L’affirmation d’une contractualisation des droits fondamentaux a nécessité plusieurs étapes de démonstration. Dans un premier temps, il était indispensable d’en présenter les justifications tant théoriques que pratiques (Partie I). En ce sens, le postulat de l’indisponibilité des droits a été dépassé. Dans une idéologie provocatrice, le droit de contracter sur ses droits consacre l’idée même de fondamentalité du droit. La fondamentalité des droits de l’Homme se caractérise par leur disposition par l’Homme. De manière plus pratique, les admissions jurisprudentielles d’une contractualisation ont été mises en évidence. Tant au niveau européen qu’interne, il est reconnu à la volonté une prérogative particulière. L’admission d’une contractualisation se confirme aisément en matière de droits processuels. Les différentes techniques de règlements amiables de conflits sont clairement perçues comme des voies de renonciation au droit garanti par l’article 6 de la CEDH. Concernant les droits substantiels en revanche, l’admission d’une contractualisation est plus complexe. Elle soulève des difficultés particulièrement au regard des droits dits indérogeables. Mais les réticences peuvent être dépassées. Certaines décisions mettent en évidence une évolution du niveau d’appréciation des atteintes au droit. Elles encouragent l’admission d’une renonciation aux droits substantiels.

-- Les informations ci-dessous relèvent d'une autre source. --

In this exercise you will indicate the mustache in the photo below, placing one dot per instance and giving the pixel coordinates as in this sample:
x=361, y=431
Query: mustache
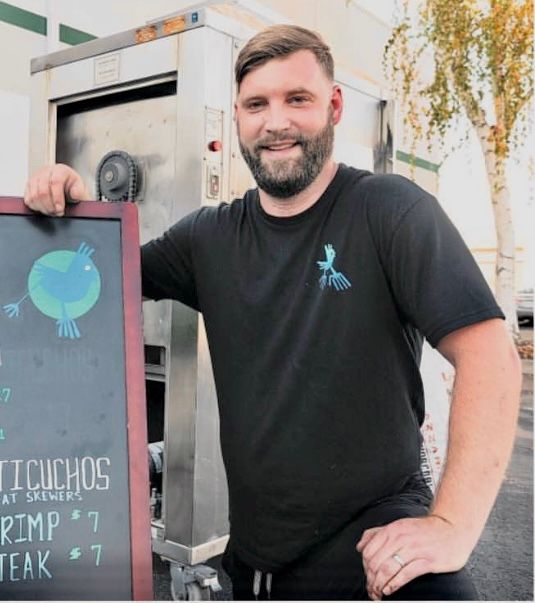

Dans un second temps, après avoir reconnu que la contractualisation devait être encadrée, il a fallu répondre à la question de savoir comment valablement contracter. Deux types de conditions de mise en œuvre ont alors été proposés (Partie II). Tout d’abord, il a été rappelé qu’il existe des conditions de mise en œuvre classiques relatives au consentement. La volonté de disposer des droits doit être libre et éclairée, et sa portée limitée. Ensuite, les limites de la contractualisation se manifestent au travers du contrôle de proportionnalité. Les clauses contractuelles portant renonciation à un droit fondamental doivent être interprétées de manière rigoureuse. La restriction portée au droit doit être nécessaire et proportionnée à l’accomplissement du but poursuivi. Bien qu’il soit encore très décrié par la majorité doctrinale privatiste et mal maîtrisé des juridictions judiciaires, le contrôle de proportionnalité constitue un instrument majeur de la contractualisation des droits. Son pragmatisme sert à protéger les droits fondamentaux en conciliant au mieux, au cas par cas, ce qui ne peut être hiérarchisé. Transposé au droit privé, le contrôle de proportionnalité privatisé, se fonde sur une dualité claire, savoir la justification de l’atteinte et la proportionnalité stricto sensu.